A consecutive series of fifteen patients with fibrous union or nonunion of a carpal scaphoid fracture with minimal sclerosis or resorption at the nonunion site were treated with rigid fixation alone (without bone graft) with a headless compression screw inserted with a dorsal percutaneous technique.
Clinical examination, standard radiographs, and computed tomography scans confirmed union in all patients at an average of fourteen weeks. Nonunions treated less than six months after the injury healed faster than those treated later (p < 0.02). According to the Mayo modified wrist score, there were twelve excellent and three good results.
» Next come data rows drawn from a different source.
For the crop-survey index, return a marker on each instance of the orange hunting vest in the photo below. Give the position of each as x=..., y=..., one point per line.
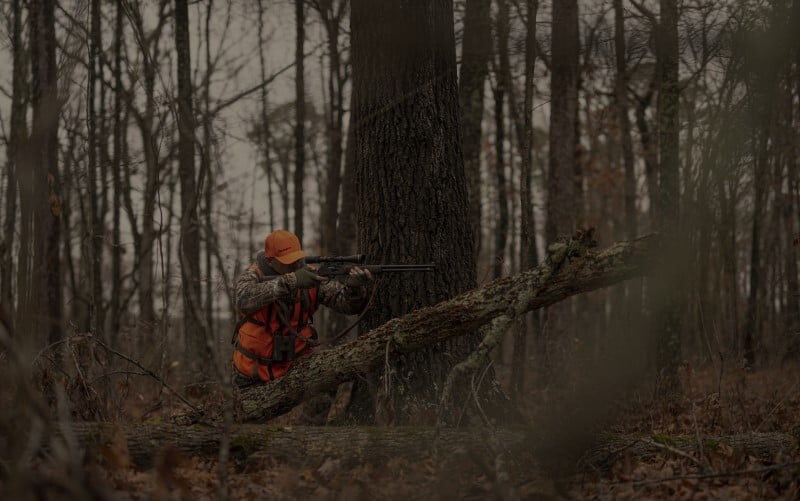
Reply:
x=267, y=341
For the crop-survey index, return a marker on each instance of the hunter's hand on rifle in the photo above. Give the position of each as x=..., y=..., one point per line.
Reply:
x=306, y=278
x=358, y=277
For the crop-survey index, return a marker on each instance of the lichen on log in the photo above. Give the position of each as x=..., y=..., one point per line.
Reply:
x=571, y=268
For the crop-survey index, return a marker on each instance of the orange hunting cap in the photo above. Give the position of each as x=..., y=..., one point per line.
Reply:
x=284, y=246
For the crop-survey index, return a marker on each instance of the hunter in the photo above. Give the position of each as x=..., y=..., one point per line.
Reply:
x=276, y=298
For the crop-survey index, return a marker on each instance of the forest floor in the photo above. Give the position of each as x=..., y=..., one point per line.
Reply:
x=712, y=404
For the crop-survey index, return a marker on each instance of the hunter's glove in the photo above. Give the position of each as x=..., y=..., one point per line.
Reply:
x=306, y=279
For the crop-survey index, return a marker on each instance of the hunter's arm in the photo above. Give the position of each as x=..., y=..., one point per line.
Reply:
x=252, y=293
x=343, y=298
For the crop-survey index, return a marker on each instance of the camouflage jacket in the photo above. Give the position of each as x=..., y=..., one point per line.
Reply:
x=254, y=293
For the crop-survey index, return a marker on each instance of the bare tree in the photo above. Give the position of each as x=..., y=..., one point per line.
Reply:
x=300, y=117
x=669, y=318
x=408, y=153
x=475, y=54
x=189, y=247
x=17, y=137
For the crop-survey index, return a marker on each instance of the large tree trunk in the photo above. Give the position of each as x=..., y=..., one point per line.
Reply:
x=634, y=290
x=411, y=187
x=120, y=128
x=529, y=255
x=40, y=189
x=562, y=199
x=475, y=55
x=306, y=445
x=670, y=289
x=189, y=247
x=94, y=238
x=265, y=125
x=570, y=269
x=563, y=116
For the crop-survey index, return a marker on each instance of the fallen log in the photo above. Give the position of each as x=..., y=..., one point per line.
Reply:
x=312, y=445
x=572, y=267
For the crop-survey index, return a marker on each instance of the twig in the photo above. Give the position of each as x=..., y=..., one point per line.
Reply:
x=678, y=452
x=701, y=476
x=147, y=371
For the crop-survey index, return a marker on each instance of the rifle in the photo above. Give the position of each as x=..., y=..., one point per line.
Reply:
x=339, y=266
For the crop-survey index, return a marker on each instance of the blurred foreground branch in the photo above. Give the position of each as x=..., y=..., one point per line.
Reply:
x=308, y=444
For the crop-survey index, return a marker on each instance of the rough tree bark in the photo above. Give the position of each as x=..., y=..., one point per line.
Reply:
x=300, y=118
x=503, y=70
x=119, y=129
x=561, y=196
x=668, y=297
x=569, y=269
x=634, y=291
x=563, y=115
x=265, y=125
x=475, y=54
x=331, y=15
x=529, y=255
x=410, y=183
x=40, y=188
x=189, y=247
x=17, y=136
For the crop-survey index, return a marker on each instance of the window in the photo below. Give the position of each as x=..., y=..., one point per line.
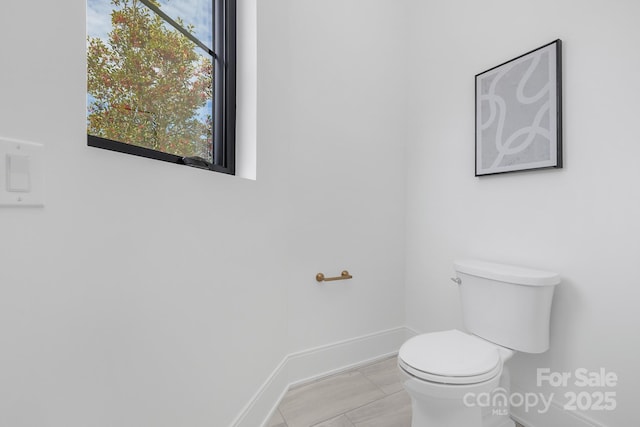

The results in our series were due to careful examination and grading of the scaphoid nonunions preoperatively. The findings in this small series support the observation in earlier reports that percutaneous repair of selected scaphoid nonunions requires only rigid fixation to achieve healing.
初步报告表明,某些舟骨不愈合——即那些对线良好且不愈合部位无广泛硬化或骨质吸收的情况——仅用内固定即可有效治疗。我们研究了经皮固定治疗一系列此类不愈合的可行性。
连续15例腕舟骨骨折纤维性愈合或不愈合且不愈合部位硬化或吸收轻微的患者,采用经皮背侧技术插入无头加压螺钉单纯进行坚强固定(不植骨)治疗。
临床检查、标准X线片和计算机断层扫描证实所有患者平均在14周时达到愈合。受伤后不到6个月治疗的不愈合比之后治疗的愈合更快(p<0.02)。根据Mayo改良腕关节评分,结果为12例优,3例良。
我们系列研究的结果归因于术前对舟骨不愈合进行仔细检查和分级。这个小系列研究的结果支持了早期报告中的观察结果,即经皮修复某些舟骨不愈合仅需坚强固定即可实现愈合。